In a letter submitted to BlackRock CEO Larry Fink this week, UNI Global Union General Secretary Christy Hoffman states that the investment giant should “play a role in encouraging nursing homes to move from a low-road model of cost-cutting to a sector that invests in its workforce and long-term success.”
Blackrock is a significant shareholder in several nursing home chains across North America and Europe including Orpea, Brookdale, and the Ensign Group. Although little information is publicly available in investments in real estate and infrastructure, Blackrock’s reporting has also indicated that the company has at least 85 primary healthcare assets across the UK, and it recently set up a private fund called “Global Healthcare Private Equity,” presumably to acquire healthcare-related assets such as nursing homes.

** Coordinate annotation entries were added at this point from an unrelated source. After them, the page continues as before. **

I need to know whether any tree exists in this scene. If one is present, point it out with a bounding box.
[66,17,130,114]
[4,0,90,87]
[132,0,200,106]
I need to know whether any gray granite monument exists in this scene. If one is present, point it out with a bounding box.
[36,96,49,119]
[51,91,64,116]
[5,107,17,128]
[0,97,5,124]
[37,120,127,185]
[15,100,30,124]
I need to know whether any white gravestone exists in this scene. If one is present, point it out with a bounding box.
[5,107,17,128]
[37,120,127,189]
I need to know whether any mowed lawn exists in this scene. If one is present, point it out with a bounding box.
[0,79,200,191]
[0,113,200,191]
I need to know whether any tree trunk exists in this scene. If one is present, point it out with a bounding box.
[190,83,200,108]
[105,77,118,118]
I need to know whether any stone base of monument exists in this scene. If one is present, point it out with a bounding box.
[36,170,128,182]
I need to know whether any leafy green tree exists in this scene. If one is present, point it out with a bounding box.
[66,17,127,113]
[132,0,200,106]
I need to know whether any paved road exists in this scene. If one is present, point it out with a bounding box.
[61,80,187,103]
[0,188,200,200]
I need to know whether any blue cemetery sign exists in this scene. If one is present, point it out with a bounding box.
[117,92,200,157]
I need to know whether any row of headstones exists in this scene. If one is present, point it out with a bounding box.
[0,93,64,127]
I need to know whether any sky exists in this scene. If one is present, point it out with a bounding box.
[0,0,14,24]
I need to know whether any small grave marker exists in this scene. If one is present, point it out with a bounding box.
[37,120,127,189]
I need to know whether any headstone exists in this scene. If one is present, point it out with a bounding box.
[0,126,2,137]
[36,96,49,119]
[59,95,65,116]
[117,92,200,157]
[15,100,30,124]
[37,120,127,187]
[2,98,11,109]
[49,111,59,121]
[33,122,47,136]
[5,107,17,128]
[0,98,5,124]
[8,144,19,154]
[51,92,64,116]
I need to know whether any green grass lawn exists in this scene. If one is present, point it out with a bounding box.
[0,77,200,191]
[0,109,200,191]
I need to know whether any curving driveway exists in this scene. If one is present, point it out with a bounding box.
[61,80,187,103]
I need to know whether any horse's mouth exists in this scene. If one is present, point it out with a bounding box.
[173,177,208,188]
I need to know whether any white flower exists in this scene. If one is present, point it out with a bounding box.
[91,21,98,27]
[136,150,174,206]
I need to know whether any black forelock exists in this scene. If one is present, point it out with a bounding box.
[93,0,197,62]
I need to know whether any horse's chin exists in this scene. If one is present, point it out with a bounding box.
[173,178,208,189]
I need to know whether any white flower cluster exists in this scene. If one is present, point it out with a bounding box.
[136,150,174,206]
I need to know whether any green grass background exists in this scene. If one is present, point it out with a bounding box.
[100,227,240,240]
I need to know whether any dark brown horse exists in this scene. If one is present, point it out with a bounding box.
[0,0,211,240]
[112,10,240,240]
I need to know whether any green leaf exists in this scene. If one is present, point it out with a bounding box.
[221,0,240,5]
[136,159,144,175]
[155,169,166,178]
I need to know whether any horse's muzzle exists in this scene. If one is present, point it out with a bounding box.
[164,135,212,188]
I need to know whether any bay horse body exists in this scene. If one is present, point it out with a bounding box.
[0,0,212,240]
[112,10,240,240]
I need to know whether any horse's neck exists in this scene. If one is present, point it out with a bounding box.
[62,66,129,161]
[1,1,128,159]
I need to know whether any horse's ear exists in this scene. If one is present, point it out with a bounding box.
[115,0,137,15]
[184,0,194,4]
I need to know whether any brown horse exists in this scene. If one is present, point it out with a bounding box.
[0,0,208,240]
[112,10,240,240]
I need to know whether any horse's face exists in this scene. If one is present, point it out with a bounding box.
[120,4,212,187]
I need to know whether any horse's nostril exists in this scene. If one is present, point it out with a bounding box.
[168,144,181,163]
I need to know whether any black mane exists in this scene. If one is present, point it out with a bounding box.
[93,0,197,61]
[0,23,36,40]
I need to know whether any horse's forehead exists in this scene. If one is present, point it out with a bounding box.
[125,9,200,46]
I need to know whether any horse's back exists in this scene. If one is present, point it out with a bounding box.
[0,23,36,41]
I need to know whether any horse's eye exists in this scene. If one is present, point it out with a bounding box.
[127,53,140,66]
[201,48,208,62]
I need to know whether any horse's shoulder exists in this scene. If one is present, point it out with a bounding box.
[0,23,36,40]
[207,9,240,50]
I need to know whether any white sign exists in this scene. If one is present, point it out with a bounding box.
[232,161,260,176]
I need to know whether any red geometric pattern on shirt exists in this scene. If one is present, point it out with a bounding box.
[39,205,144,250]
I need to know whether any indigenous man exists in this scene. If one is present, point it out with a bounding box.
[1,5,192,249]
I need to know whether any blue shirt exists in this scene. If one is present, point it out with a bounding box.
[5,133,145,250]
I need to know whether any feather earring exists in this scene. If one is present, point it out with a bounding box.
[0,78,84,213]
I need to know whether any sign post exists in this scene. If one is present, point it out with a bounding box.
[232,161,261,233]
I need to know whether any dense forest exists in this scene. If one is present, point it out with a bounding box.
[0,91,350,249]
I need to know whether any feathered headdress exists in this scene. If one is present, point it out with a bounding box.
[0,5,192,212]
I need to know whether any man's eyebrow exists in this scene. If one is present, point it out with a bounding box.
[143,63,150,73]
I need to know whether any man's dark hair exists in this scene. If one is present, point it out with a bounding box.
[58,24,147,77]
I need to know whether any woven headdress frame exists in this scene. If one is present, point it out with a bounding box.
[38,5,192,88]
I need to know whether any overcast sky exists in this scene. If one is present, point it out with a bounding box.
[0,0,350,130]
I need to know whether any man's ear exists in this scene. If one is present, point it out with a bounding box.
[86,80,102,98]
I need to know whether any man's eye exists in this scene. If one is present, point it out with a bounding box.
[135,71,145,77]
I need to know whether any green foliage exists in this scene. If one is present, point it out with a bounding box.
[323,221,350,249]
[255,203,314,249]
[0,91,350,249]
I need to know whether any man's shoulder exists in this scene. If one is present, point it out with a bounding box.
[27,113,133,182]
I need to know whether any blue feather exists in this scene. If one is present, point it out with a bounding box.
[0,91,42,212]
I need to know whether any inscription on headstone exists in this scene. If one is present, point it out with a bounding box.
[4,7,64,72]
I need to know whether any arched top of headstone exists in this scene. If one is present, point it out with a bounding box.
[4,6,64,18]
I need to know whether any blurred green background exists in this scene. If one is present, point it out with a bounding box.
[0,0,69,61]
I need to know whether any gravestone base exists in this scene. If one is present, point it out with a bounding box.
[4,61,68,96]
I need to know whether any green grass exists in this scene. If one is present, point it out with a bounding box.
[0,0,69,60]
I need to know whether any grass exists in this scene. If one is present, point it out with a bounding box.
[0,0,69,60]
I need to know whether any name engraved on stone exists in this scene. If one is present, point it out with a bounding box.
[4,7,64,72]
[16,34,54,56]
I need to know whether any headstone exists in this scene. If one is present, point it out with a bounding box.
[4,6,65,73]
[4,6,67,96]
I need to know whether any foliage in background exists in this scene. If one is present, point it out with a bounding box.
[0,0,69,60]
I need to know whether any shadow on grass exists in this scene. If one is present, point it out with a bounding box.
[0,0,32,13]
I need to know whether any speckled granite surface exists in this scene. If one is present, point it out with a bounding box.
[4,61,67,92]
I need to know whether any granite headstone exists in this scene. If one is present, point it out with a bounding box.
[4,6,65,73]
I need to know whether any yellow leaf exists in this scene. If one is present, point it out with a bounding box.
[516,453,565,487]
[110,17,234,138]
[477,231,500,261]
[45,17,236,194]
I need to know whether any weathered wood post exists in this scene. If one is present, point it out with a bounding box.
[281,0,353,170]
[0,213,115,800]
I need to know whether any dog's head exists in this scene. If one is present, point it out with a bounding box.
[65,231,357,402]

“On average, 46% of all COVID-19 deaths were care home residents, based on estimates across 21 countries from the International Long Term Care Policy Network. There are a myriad of structural issues plaguing nursing homes from before the pandemic began, but it is clearer now than ever that any strategy for the industry must centre on improving the conditions for workers, and in turn the closely linked quality of patient care,” Hoffman writes.
According to the Committee on Workers´Capital´s most recent report, BlackRock shows gaps in its approach to fundamental labour rights in investments. “BlackRock may “cause” or “contribute to” fundamental labour rights violations in its real asset portfolio where it holds controlling stakes; it is also “directly linked” to labour rights violations through minority shareholdings in public equities.,” CWC determines in its latter report that aims to measure assets managers' alignment with ILO Fundamental Principles and Rights at Work the UN Guiding Principles for Business and Human Rights (UNGP) and the OECD Guidelines for Multinational Enterprises.
The gaps in investors' human rights stewardship has long been an issue in the care sector. The role of private equity in care, in particular, has regained interest in light of the COVID-19 pandemic. In a recent study, Americans for Financial Reform Education Fund found that private equity-owned and backed nursing home chains have higher resident COVID-19 infection and death rates and a larger share of Coronavirus cases and deaths compared to their share of residents relative to for-profit, non-profit, and public facilities in New Jersey.
A recent study on the issue conducted in New York shows that unionized care centers had a staggering 30 percent lower mortality compare to facilities without health care worker unions. The reason is that long-term care centers with union staff tend to have more workers with better trained and higher pay. Unions also demand more access to protective equipment and stronger infection prevention protocols. Typically, higher staffing rates result in better quality of care for residents and a more positive working environment which reduces burnout, stabilizes the workforce, and saves money in the long term.